Serum chemistry panel was normal, creatinine level 0.47 mg/dL, and albumin level 4.0 g/dL. White blood cell (WBC) count was 8100/mm³, hemoglobin level 12 g/dL, and platelet count 287,000/mm³. Alanine aminotransferase (ALT) level was 74 U/L (reference range, 0-36 U/L), alkaline phosphatase level 41 U/L (reference range, 37-117 U/L), and total bilirubin level 0.4 mg/dL (reference range, 0.2-1.2 mg/dL). Prothrombin time and thyrotropin were normal. Creatine kinase (CK) level was 2328 U/L (reference range, <200 U/L). Erythrocyte sedimentation rate was 17 mm/h, and C-reactive protein level 0.1 mg/L. Urinalysis (dipstick testing) detected no myoglobin, and there were no casts. Plain radiograph of the chest was normal.

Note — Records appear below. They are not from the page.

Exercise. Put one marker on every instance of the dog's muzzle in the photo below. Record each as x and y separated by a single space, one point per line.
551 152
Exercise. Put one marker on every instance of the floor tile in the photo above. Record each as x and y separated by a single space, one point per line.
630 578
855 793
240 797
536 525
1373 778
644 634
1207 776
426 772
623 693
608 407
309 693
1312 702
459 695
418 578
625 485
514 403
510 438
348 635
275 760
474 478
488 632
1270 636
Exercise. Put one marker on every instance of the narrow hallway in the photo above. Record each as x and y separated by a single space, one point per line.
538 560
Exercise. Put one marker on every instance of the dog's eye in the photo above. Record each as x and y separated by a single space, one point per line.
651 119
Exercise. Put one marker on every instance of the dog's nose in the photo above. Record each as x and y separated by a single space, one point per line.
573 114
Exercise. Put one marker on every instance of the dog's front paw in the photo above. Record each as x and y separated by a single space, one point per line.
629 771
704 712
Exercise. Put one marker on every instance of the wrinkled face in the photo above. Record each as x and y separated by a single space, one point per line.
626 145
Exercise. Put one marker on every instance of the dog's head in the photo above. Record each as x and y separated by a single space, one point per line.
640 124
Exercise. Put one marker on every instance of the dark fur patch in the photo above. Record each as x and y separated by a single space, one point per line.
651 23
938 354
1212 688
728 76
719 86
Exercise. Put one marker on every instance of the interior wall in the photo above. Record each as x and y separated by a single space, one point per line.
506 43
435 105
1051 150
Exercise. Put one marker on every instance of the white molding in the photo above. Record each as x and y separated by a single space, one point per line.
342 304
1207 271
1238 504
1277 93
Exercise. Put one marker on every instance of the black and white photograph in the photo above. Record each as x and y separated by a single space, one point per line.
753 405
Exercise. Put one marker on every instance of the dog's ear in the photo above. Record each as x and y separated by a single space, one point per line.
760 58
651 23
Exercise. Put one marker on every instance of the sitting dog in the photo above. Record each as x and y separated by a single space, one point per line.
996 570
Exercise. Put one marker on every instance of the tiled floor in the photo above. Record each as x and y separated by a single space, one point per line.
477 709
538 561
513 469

The elevated CK indicates muscle disease, and, in the absence of other findings of liver disease, the ALT elevation likely has a muscle origin as well. The differential diagnosis for elevated CK includes myopathy caused either by infection, trauma, ischemia, or a toxin (medication included) or by a hereditary, metabolic, endocrinologic, or inflammatory disorder. There is no history of trauma, strenuous exertion, or muscle toxin other than the statin, and the progression of symptoms after medication discontinuation argues against statin myopathy. The laboratory test results rule out derangement of potassium, calcium, phosphorus, magnesium, vitamin D, or thyroid function as the cause of the myopathy. The absence of fever, absence of diffuse organ involvement, and normal inflammatory markers point away from a systemic infection or vasculitis. The inflammatory myopathies dermatomyositis and polymyositis classically produce proximal muscle weakness and are possibilities in this case, but one would expect the inflammatory markers to be elevated in these conditions. Malignancy related to dermatomyositis or to paraneoplastic syndrome may account for the myopathy.